Secondo quanto afferma l’evangelista Giovanni sono la sorella di Maria e Maria di Cleofa. Con le espressioni dei loro volti mostrano la capacità di immedesimarsi nei sentimenti della Madre di Cristo, che sta vivendo una sofferenza tanto acuta.

giotto giudizio universale cappella degli scrovegni

Sul lato opposto una figura semi nascosta sta riponendo il bastone con in cima la spugna, con cui qualcuno dei presenti, secondo il racconto giovanneo, aveva dato da bere a Gesù. Sullo sfondo si osserva un vessillo sventolante e una gran folla di soldati, armata di bastoni. Quattro di loro si trovano in primo piano.

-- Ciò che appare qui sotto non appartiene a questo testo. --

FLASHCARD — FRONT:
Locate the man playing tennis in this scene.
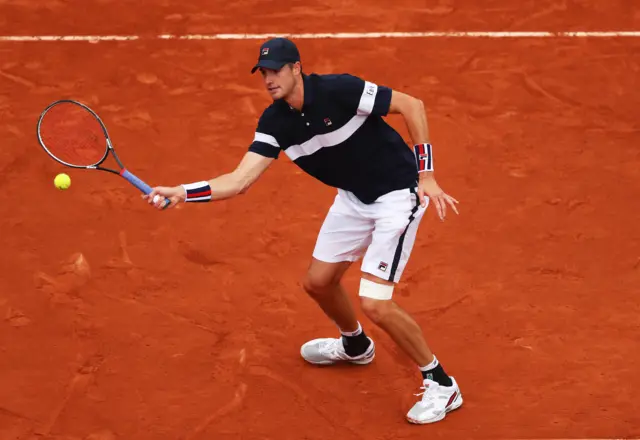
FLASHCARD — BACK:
[144,38,462,424]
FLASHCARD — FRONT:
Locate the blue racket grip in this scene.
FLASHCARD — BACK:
[120,169,171,209]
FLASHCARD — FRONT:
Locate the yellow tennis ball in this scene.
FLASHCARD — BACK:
[53,173,71,190]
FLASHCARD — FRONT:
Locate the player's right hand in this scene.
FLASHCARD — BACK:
[142,186,187,209]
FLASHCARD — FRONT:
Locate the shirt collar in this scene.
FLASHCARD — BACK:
[287,73,315,111]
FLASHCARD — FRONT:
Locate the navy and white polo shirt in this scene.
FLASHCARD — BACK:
[249,74,418,204]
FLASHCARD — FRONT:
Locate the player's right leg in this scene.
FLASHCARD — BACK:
[300,191,375,365]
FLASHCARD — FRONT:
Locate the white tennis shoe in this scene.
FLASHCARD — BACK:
[407,376,462,425]
[300,337,376,365]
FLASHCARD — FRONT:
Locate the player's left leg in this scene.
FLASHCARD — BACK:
[359,190,462,424]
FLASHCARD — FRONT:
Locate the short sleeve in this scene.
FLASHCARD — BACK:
[327,74,392,116]
[249,109,281,159]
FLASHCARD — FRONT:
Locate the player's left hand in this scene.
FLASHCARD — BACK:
[418,174,459,221]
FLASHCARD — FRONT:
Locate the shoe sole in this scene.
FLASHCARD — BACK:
[300,338,376,365]
[407,391,463,425]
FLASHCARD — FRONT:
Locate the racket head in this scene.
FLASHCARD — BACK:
[37,99,111,168]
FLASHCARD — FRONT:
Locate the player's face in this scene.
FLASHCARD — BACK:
[260,64,299,101]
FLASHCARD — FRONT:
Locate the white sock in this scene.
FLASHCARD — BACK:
[420,355,438,371]
[340,322,362,336]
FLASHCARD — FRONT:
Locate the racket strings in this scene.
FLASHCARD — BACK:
[40,103,107,166]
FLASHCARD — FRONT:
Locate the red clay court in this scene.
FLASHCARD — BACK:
[0,0,640,440]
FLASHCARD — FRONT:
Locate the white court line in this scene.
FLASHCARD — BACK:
[0,31,640,43]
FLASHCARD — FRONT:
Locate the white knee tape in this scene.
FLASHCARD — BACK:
[359,278,393,301]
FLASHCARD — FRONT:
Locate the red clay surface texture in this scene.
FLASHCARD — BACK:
[0,0,640,440]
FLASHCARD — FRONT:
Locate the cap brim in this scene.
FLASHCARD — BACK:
[251,60,287,73]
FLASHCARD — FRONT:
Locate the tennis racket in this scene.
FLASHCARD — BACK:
[38,99,170,208]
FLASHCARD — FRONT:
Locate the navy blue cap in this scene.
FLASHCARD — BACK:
[251,38,300,73]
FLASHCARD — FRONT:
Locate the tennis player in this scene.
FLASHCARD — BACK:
[144,38,462,424]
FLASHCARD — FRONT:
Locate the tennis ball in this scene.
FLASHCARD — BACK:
[53,173,71,190]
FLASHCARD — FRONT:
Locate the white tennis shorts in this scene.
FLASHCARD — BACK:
[313,188,429,283]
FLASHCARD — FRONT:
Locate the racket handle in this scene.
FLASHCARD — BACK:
[120,169,171,209]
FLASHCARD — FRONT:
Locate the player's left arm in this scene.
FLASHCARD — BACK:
[388,90,458,220]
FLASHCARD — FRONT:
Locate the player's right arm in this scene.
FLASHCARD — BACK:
[143,151,274,208]
[149,109,281,209]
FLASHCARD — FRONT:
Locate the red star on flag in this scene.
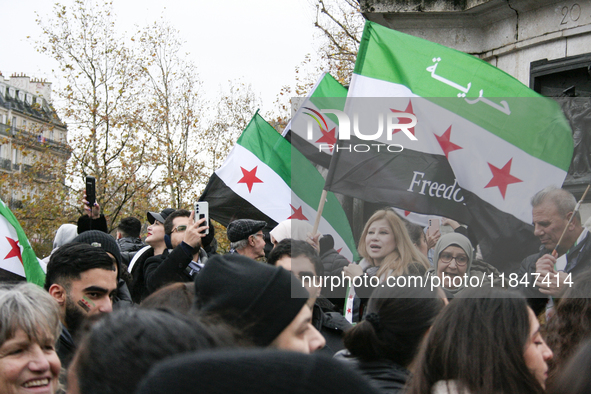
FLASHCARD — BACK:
[316,127,337,152]
[484,158,523,200]
[435,126,463,160]
[4,237,23,264]
[390,100,416,135]
[238,166,263,193]
[288,204,308,220]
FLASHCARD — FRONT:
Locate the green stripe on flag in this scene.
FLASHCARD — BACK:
[0,200,45,286]
[236,111,291,187]
[310,73,347,125]
[237,111,358,260]
[354,21,573,171]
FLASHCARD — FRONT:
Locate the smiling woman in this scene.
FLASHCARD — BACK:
[344,209,429,280]
[0,283,61,394]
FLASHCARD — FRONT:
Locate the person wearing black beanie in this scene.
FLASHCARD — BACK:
[136,349,376,394]
[195,254,325,353]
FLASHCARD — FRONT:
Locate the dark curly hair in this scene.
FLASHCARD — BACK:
[547,271,591,385]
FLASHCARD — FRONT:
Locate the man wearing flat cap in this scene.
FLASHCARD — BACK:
[227,219,267,260]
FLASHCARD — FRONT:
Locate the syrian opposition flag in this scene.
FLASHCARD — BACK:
[200,112,357,261]
[283,73,347,168]
[0,200,45,286]
[327,21,573,269]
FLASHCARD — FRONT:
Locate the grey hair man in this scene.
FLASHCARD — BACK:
[518,186,591,298]
[227,219,267,259]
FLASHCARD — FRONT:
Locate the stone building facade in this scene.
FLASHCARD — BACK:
[360,0,591,222]
[0,73,70,207]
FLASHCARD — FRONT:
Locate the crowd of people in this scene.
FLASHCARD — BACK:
[0,187,591,394]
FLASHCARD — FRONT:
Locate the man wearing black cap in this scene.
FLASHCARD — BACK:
[195,254,326,353]
[227,219,267,259]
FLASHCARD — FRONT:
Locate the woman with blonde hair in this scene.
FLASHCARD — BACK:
[344,209,430,281]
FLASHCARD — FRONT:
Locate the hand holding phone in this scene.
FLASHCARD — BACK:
[194,201,209,234]
[86,176,96,209]
[427,219,441,236]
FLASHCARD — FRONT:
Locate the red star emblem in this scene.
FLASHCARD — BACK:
[238,166,263,193]
[316,127,337,152]
[288,204,308,220]
[4,237,23,264]
[484,159,523,200]
[435,126,463,159]
[390,100,416,135]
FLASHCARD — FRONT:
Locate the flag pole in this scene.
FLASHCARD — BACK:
[552,183,591,257]
[312,189,328,236]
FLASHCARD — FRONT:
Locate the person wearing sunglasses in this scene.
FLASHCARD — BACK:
[427,233,501,298]
[144,209,214,294]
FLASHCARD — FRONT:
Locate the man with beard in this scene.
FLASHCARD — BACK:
[45,243,119,368]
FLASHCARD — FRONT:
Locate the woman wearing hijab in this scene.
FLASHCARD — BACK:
[427,233,501,297]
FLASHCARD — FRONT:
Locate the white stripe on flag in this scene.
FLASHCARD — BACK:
[215,144,353,261]
[345,74,565,223]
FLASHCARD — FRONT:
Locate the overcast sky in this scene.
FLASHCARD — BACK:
[0,0,322,112]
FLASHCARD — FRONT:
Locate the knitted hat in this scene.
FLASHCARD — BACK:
[72,230,122,265]
[136,349,377,394]
[195,254,309,346]
[147,208,175,224]
[227,219,267,242]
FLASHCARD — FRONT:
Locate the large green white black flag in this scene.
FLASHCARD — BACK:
[327,21,573,268]
[200,112,357,261]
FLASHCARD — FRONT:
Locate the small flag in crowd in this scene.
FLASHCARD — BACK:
[200,112,357,260]
[0,200,45,286]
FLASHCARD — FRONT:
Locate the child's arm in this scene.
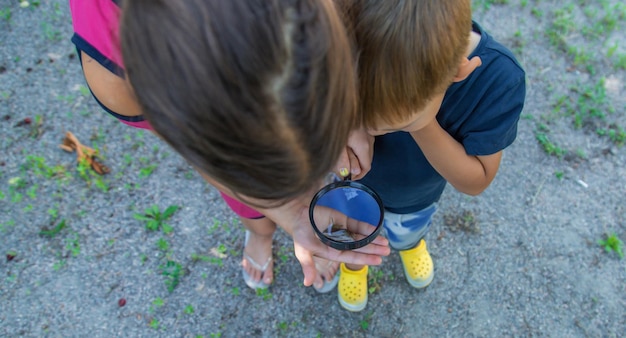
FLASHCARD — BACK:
[411,119,502,195]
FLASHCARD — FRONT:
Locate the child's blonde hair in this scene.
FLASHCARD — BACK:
[337,0,472,127]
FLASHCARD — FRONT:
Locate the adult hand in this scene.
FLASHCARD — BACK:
[337,128,374,180]
[261,199,391,286]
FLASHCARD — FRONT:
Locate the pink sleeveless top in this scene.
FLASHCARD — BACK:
[70,0,263,218]
[70,0,152,129]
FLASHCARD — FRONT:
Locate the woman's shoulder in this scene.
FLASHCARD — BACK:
[70,0,123,73]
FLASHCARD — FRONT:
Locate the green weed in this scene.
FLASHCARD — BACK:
[39,219,67,238]
[256,289,272,300]
[133,205,180,234]
[598,233,624,259]
[183,304,195,315]
[157,238,170,251]
[65,231,80,257]
[159,260,184,292]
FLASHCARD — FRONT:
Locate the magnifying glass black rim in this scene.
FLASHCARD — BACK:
[309,181,385,250]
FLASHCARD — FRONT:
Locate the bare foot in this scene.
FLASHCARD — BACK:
[241,231,274,289]
[313,257,339,292]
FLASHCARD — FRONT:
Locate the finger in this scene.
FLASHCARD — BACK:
[327,245,382,265]
[293,241,317,286]
[342,148,361,179]
[336,148,352,178]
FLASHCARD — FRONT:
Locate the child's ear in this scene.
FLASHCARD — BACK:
[452,56,483,82]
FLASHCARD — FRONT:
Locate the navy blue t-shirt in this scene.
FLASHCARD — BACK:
[361,23,526,214]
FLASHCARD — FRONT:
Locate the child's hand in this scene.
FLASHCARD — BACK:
[337,128,374,180]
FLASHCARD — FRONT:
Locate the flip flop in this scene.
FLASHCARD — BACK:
[241,230,273,290]
[313,261,339,293]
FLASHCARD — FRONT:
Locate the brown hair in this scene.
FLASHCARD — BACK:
[120,0,359,202]
[337,0,472,127]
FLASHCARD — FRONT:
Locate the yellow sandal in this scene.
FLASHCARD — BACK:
[400,239,435,289]
[337,263,368,312]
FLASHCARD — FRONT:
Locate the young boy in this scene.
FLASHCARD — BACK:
[338,0,525,311]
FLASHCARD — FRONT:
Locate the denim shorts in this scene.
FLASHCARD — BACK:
[383,203,437,250]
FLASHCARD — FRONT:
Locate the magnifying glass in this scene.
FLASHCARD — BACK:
[309,174,384,250]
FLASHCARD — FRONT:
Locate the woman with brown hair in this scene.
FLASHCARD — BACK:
[70,0,389,288]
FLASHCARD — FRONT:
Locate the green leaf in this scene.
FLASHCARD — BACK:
[161,223,174,235]
[146,220,159,231]
[161,205,179,220]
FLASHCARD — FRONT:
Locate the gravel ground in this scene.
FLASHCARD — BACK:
[0,0,626,337]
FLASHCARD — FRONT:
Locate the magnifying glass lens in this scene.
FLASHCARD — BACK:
[309,181,384,250]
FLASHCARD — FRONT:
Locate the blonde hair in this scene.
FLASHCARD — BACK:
[337,0,472,127]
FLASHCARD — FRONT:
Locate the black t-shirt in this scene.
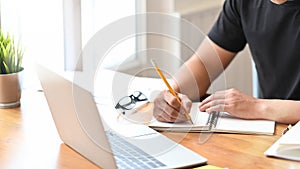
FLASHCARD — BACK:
[208,0,300,100]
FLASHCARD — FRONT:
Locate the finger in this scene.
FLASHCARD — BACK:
[163,90,181,112]
[178,93,192,114]
[206,104,226,113]
[199,99,225,111]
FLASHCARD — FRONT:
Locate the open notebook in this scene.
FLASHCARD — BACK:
[265,122,300,161]
[129,103,275,135]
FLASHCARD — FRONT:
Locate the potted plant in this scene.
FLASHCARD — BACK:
[0,30,23,108]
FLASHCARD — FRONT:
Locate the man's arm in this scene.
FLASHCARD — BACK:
[153,38,235,122]
[173,37,236,100]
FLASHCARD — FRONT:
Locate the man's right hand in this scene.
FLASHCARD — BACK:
[153,90,192,122]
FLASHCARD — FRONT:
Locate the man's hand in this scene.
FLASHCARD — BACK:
[199,89,260,119]
[153,90,192,122]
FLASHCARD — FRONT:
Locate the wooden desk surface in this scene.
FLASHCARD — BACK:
[0,91,300,169]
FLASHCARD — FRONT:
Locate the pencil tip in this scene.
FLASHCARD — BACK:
[150,59,156,67]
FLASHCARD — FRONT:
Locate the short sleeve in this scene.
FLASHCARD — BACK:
[208,0,247,53]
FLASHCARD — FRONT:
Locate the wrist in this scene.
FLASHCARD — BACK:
[255,99,273,120]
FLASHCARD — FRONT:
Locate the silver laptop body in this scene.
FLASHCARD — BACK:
[37,65,207,168]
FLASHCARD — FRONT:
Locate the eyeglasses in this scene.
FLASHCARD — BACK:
[115,91,148,114]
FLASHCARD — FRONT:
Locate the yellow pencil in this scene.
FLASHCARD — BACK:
[151,59,193,124]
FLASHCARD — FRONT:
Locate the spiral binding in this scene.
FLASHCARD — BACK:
[206,112,220,130]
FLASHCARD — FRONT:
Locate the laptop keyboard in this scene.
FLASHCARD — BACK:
[106,132,165,169]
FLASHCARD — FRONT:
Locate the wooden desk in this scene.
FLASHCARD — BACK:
[0,91,300,169]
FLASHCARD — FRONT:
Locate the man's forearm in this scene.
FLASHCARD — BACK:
[257,99,300,124]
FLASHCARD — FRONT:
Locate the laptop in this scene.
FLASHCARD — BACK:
[37,65,207,168]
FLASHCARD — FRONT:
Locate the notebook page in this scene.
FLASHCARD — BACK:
[149,103,209,132]
[213,112,275,135]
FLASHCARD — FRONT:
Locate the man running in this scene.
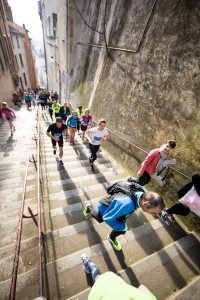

Due militari, rivestiti entrambi con colori sgargianti, sono raffigurati in posizione laterale e nell’atto di contendersi la preziosa tunica di Gesù, “tessuta tutta di un pezzo, senza cuciture”. Il soldato più a destra brandisce un coltello e si appresta a dividere l’indumento, ma un commilitone si affaccia tra i due contendenti e gli ferma la mano. Quella tunica non deve essere rovinata; occorre invece tirare a sorte per stabilire a chi debba essere assegnata.

Nel gruppo si distingue una figura, vestita di rosso e con una sorta di corona sul capo. È il centurione che, come testimonia l’evangelista Marco, avendo visto spirare Cristo in quel modo, disse: “Davvero quest’uomo era Figlio di Dio!”. Alzando la mano destra egli sta indicando Gesù, mentre guarda in volto una persona che gli si avvicina con sguardo interrogativo.

È una figura chiave per comprendere il senso del dramma che si consuma sul Golgota.